Ditanya apakah dia akan terlibat kembali dengan pemerintahan baru AS setelah Biden menyatakan kesediaannya untuk memulihkan kesepakatan nuklir, Zarif mengatakan Iran akan melakukan bagiannya tetapi AS tidak lagi dalam posisi untuk menentukan kondisi.
"Proposal Iran [untuk keterlibatan kembali] telah dibahas untuk waktu yang lama, tetapi sayangnya itu adalah cek kosong yang diberikan AS kepada kliennya di kawasan yang mencegah pemulihan perdamaian."

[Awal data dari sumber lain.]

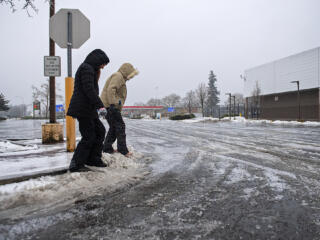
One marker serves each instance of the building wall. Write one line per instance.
(284, 106)
(276, 77)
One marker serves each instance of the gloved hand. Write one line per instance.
(112, 108)
(102, 112)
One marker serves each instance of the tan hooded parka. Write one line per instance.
(115, 89)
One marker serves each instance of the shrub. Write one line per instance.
(182, 117)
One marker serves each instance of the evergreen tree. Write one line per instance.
(3, 103)
(213, 94)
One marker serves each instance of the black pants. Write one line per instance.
(117, 131)
(89, 149)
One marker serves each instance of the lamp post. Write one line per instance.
(299, 105)
(234, 107)
(23, 112)
(230, 104)
(52, 81)
(243, 77)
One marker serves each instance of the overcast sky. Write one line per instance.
(174, 43)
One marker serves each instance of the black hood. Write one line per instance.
(97, 58)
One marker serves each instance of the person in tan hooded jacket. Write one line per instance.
(113, 96)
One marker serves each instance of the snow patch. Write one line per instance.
(7, 146)
(48, 191)
(238, 174)
(201, 119)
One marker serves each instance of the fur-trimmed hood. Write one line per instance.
(128, 71)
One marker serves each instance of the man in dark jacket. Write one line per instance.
(83, 106)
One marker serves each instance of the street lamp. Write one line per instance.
(230, 104)
(298, 86)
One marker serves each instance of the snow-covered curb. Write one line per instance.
(7, 146)
(243, 120)
(67, 188)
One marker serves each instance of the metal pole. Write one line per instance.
(69, 85)
(234, 107)
(298, 84)
(230, 104)
(52, 80)
(69, 44)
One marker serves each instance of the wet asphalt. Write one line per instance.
(207, 181)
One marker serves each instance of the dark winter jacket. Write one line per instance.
(85, 99)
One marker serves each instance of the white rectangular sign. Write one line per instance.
(52, 66)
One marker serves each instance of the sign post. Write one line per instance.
(52, 66)
(69, 28)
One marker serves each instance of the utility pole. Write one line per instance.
(52, 84)
(299, 104)
(230, 104)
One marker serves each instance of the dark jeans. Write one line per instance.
(89, 149)
(117, 131)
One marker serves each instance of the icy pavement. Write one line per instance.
(209, 180)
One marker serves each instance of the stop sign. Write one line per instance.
(58, 28)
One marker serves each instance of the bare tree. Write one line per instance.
(202, 93)
(172, 100)
(154, 102)
(239, 99)
(42, 95)
(3, 103)
(190, 100)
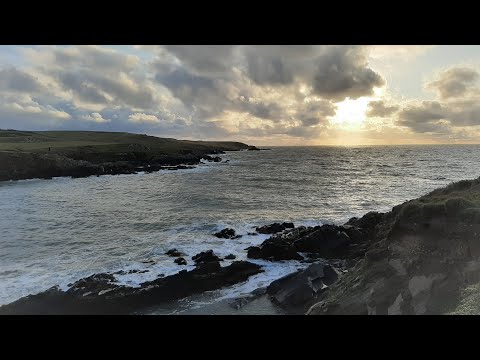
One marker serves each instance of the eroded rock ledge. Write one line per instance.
(98, 294)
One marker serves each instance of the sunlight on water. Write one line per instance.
(56, 231)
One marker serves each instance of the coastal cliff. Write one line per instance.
(47, 154)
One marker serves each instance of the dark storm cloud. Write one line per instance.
(94, 88)
(343, 72)
(268, 70)
(424, 117)
(380, 109)
(454, 82)
(279, 90)
(427, 111)
(93, 58)
(315, 112)
(210, 59)
(12, 79)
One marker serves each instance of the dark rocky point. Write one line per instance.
(226, 234)
(98, 294)
(274, 228)
(205, 256)
(180, 261)
(174, 253)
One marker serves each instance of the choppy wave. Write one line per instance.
(57, 231)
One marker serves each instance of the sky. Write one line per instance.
(258, 94)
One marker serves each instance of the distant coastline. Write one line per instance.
(48, 154)
(422, 257)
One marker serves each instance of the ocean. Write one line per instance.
(53, 232)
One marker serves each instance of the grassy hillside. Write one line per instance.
(47, 154)
(66, 141)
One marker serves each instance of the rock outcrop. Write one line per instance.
(99, 294)
(419, 259)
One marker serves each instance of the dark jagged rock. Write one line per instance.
(274, 228)
(127, 154)
(123, 272)
(226, 233)
(98, 294)
(205, 256)
(420, 258)
(297, 290)
(180, 261)
(174, 253)
(273, 249)
(327, 240)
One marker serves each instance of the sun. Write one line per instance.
(351, 113)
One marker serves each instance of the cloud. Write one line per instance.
(454, 82)
(204, 59)
(95, 117)
(141, 117)
(14, 80)
(398, 52)
(273, 92)
(343, 72)
(380, 109)
(315, 113)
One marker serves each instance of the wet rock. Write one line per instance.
(206, 256)
(98, 294)
(174, 253)
(297, 290)
(225, 233)
(180, 261)
(274, 228)
(272, 249)
(327, 240)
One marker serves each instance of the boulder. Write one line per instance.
(297, 290)
(98, 294)
(180, 261)
(174, 253)
(274, 228)
(226, 234)
(327, 240)
(205, 256)
(272, 249)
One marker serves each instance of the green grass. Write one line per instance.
(65, 141)
(469, 303)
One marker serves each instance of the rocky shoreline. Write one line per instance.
(417, 258)
(60, 154)
(22, 166)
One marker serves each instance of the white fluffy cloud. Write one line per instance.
(95, 117)
(141, 117)
(265, 93)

Zarif menuduh AS dan Barat memicu perlombaan senjata di kawasan Teluk dan menjual senjata senilai ratusan miliar dolar ke Arab Saudi dan negara-negara Teluk lainnya.
Dia mengatakan Iran tidak akan tinggal diam sementara tetangganya terus membangun kekuatan militer mereka. "Kami ingin terlibat dengan tetangga dan setelah mereka memahami bahwa tidak akan ada cek kosong dari Trump ... mereka akan mulai berbicara dengan Iran dan kami akan dapat mengatasi keluhan bersama kami dulu dan sekarang," kata Zarif.
"Kami memiliki mata terbuka dan telinga terbuka, kami semua harus melihat ke depan untuk memperbaiki bencana empat tahun pemerintahan Trump."